12 de nov. de 2022

POESIA PARA ENSINAR, COMOVER, DELEITAR

 


Reprodução de minha fala na roda de conversa “Os desafios da palavra escrita em Cataguases”, realizada no Centro Cultural Siccob em 10 de novembro de 2022, dentro das atividades da primeira edição da FLICA–Festa Literária de Cataguases.


Sobre o tema em pauta,  “Os desafios da palavra escrita em Cataguases”, começo nomeando alguns escritores “novos” lembrados por Ronaldo Cagiano em texto publicado em meu livro “Cataguases Século XX/ antes & depois”. Texto possivelmente defasado, já que escrito há alguns anos. Isso para me situar, ou para nos situarmos diante dos escritores surgidos em Cataguases depois da revista Verde nos anos 20 e do jornal Totem, nas décadas de 60/70, i.e, nos anos da minha geração e do poeta Joaquim Branco.

Luiz Ruffato, naturalmente, romancista já consagrado; o próprio Cagiano, excelente poeta, contista e crítico, hoje vivendo em Lisboa. Fernando Cesário (“Os olhos vesgos de Maquiavel”), Marcos Vinícius Ferreira de Oliveira (“Uma e outra forma de tirania” e “E se estivesse escuro?”), Leonardo de Paula Campos (“Alma de brinquedo”), Emerson Teixeira Cardoso (“Símiles”) e Eltânia André (“Meu nome agora é Jaque” e “Manhãs adiadas”) exemplos de uma geração cuja preocupação e valores transcendem meramente o fazer literário.

Marcelo Benini, poeta e ficcionista, com as narrativas de “O homem duplicado”, José Antonio Pereira, que já vem de uma intensa participação como colaborador de jornais e revistas (“Trem azul” e “Chicos Cataletras”), com seu début no caprichado volume de crônicas “Fantasias de Meia-Pataca”. A narrativa diáfana e igualmente expressiva de Antônio Jaime Soares (“Pedra que não quebra”), Flausina Márcia da Silva (“Sua casa, minha cruz” e “Vaga lume”) e Sônia Bonzi (“Bordando memórias”), ao lado da prosa de Fernando Abritta, Tadeu Costa, José Santos, Mauro Sérgio Fernandes da Silva, Luiz Lopez, Laly Cataguases e Renatta Barbosa, autores que vêm projetando seus nomes e obras no cenário disputado e competitivo da literatura infanto-juvenil, com títulos criativos e de grande apelo imagético e sensorial. E aproveito para citar também escritores aqui presentes, como Carolina Valverde, Emanuel Messias e Washington Magalhães.





O que é isso, poesia?


Pois bem. Prosadores e poetas. Deixo os prosadores, os ficcionistas, com o Marcos Vinícius, que está aqui ao meu lado: é a praia dele. Eu fico com o que me cabe, o que me coube desde sempre, a “fricção”, o entrechoque de palavras que às vezes resulta em poesia.
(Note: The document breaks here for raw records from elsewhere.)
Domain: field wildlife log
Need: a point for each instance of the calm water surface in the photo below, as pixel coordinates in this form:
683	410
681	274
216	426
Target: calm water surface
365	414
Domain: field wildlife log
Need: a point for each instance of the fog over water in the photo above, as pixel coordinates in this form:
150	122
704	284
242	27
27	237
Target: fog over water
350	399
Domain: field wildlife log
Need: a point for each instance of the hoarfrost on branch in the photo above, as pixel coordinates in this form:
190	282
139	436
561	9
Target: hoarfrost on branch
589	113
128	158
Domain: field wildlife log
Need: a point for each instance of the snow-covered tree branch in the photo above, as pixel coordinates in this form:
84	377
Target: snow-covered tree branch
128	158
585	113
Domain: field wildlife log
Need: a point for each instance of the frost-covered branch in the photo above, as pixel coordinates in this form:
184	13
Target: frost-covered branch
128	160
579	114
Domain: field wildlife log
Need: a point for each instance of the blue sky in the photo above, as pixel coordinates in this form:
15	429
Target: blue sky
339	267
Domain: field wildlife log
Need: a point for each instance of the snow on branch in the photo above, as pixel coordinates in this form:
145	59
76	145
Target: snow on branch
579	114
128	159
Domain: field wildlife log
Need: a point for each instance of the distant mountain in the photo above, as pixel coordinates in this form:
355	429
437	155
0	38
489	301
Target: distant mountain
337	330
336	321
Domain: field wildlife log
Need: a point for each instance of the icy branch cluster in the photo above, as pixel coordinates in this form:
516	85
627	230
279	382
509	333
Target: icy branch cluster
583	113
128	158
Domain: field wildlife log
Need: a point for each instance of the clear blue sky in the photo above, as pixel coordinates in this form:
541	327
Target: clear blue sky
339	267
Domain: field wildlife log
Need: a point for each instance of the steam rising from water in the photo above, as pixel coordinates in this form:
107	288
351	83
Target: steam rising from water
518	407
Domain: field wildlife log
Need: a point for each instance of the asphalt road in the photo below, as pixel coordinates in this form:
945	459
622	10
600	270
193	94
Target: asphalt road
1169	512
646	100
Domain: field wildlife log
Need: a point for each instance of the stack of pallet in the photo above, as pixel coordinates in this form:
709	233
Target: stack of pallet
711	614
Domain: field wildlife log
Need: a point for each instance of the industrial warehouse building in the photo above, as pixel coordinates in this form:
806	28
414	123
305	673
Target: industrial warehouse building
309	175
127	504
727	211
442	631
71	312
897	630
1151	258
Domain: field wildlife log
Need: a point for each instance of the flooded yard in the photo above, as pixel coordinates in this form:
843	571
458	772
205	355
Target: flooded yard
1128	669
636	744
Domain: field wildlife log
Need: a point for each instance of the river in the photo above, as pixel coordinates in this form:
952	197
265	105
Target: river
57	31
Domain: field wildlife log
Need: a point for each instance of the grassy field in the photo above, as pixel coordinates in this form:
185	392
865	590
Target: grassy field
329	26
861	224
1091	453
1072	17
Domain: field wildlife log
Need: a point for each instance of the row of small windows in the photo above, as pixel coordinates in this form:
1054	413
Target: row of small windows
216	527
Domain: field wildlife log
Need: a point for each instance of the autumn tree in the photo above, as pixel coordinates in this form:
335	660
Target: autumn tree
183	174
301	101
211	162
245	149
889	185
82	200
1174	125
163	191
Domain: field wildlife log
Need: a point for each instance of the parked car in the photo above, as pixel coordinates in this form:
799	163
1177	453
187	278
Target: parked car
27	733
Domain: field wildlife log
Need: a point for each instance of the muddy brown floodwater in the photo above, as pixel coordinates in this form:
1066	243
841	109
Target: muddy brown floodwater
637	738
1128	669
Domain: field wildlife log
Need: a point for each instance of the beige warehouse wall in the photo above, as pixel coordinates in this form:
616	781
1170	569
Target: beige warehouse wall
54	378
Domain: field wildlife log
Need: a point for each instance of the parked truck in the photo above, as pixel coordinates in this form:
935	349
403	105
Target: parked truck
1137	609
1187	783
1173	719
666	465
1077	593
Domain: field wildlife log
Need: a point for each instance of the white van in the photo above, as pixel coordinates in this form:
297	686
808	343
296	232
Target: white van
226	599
Mas, o que é isso, poesia? Passo a palavra para a polonesa Wislawa Szymborska, Nobel de Literatura e uma poeta de minha grande admiração:

 

Alguns gostam de poesia.
Alguns –
ou seja nem todos.
Nem mesmo a maioria de todos, mas a minoria.
Sem contar a escola onde é obrigatório
e os próprios poetas
seriam talvez uns dois em mil.

Gostam –
mas também se gosta de canja de galinha,
gosta-se de galanteios e da cor azul,

gosta-se de um xale velho,
gosta-se de fazer o que se tem vontade
gosta-se de afagar um cão.

De poesia –
mas o que é isso, poesia.
Muita resposta vaga
já foi dada a essa pergunta.
Pois eu não sei e não sei e me agarro a isso
como a uma tábua de salvação.

 

           Então, vamos lá pessoal, um pouco de reflexos/reflexões sobre a poesia para esquentar o papo e a noite.


Provocações/reflexões

João Cabral de Melo Neto na conferência “Poesia e Composição” realizada na  Biblioteca de São Paulo, 1952:

“A composição, que para uns é o ato de aprisionar a poesia no poema e para outros o de elaborar a poesia em poema; que para uns é o momento inexplicável de um achado e para outros as horas enormes de uma procura.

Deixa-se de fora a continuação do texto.